APPEAL from the Circuit Court of McHenry County; the Hon. WILLIAM J. GLEASON, Judge, presiding. MR. JUSTICE NASH DELIVERED THE OPINION OF THE COURT:

Plaintiffs-Appellants, LeRoy L. Brunette, Ralph Rundell, Alvin J. Kristad, Mario Simonelli and McConnell Road Land Company brought this action in declaratory judgment against defendant-appellee, County of McHenry, seeking a determination that defendant's zoning ordinance was invalid as it applied to their land and that they be permitted to proceed with the proposed use of their property. Plaintiffs were awarded only partial relief and appeal from the judgment order of the trial court.

Plaintiffs are the owners of approximately 50 acres of unimproved land in McHenry County which they wish to subdivide into one-acre, residential lots. Prior to this action the land was zoned "F" under the county zoning ordinance, a classification prohibiting subdivision of land into lots containing less than five acres. Plaintiffs' petition to rezone the land to defendant's "E-2" zoning classification, permitting minimum residential lots of one acre, had been denied by defendant's zoning board of appeals and county board.
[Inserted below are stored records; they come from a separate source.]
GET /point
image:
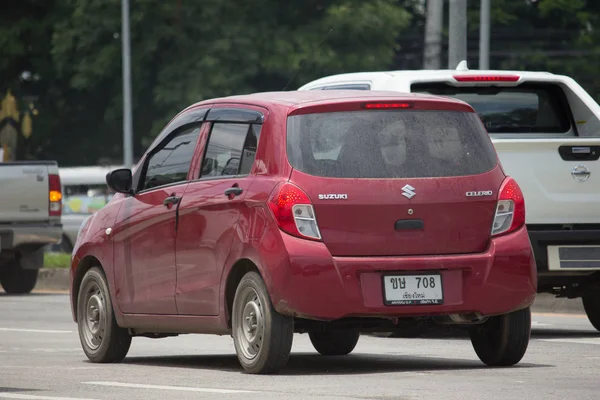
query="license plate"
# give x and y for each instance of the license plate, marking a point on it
(413, 289)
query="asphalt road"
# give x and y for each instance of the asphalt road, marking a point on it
(41, 358)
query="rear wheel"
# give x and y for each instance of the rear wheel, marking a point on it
(334, 343)
(102, 340)
(591, 305)
(16, 280)
(262, 337)
(502, 341)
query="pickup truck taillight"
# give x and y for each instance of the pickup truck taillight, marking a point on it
(510, 210)
(54, 196)
(294, 212)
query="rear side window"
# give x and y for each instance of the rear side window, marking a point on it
(389, 144)
(528, 108)
(231, 150)
(171, 161)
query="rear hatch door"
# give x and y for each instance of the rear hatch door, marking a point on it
(397, 182)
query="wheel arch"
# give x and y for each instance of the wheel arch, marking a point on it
(86, 263)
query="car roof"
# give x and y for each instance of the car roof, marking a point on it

It is not necessary to an understanding of the issues presented that a detailed analysis be made of the evidence presented in the trial court by the parties. It necessarily related to those factors to be considered by the court in making its determination of the validity of defendant's ordinance as it applied to plaintiffs' property and to the reasonableness of the use plaintiffs wish to make of their property. (La Salle National Bank v. County of Cook (1957), 12 Ill.2d 40, 145 N.E.2d 65; La Salle National Bank v. City of Chicago (1972), 4 Ill. App.3d 266, 280 N.E.2d 739.) Suffice it to state here that on consideration of the evidence the court found that the "F" zoning classification of plaintiffs' land was invalid and the proposed use plaintiffs intended to make of the land was reasonable. Defendant does not dispute the correctness of either determination by the trial court.

Defendant conceded in the trial court, and does so here, that the use restriction on plaintiffs' land imposed by its ordinance was unreasonable and invalid. It contends, however, that other less restrictive intervening classifications of the ordinance such as "E" (permitting minimum lot sizes of three acres) or "E-1" (permitting minimum lot sizes of two acres) might be more appropriate for this land than that desired by plaintiffs and that the proper forums for that determination are the zoning agencies of defendant county rather than the courts.

Plaintiffs contend that upon finding the existing zoning classification to be invalid and the proposed use of the subject property to be reasonable, an order should be entered by the trial court permitting that use of the land and preventing interference with such use by defendant.

The trial court was persuaded, however, by the authority of First National Bank v. Village of Northbrook (1st Dist. 1971), 2 Ill. App.3d 1082, 278 N.E.2d 533, that plaintiffs had an additional burden of proof, which they failed to meet, to also establish the unconstitutionality of all zoning classifications of the ordinance intervening between the current "F" classification of their land and the "E-2" classification which would permit use of the property for one-acre lots. The court held that the question of whether the intervening classifications would be reasonable if applied to the land in issue is properly for decision by defendant county and not the trial court. Defendant was directed to rezone the land to one of these classifications of its ordinance: "E", "E-1" or "E-2". The court retained jurisdiction to again hear and determine the matter should plaintiffs object to the classification decided upon by defendant.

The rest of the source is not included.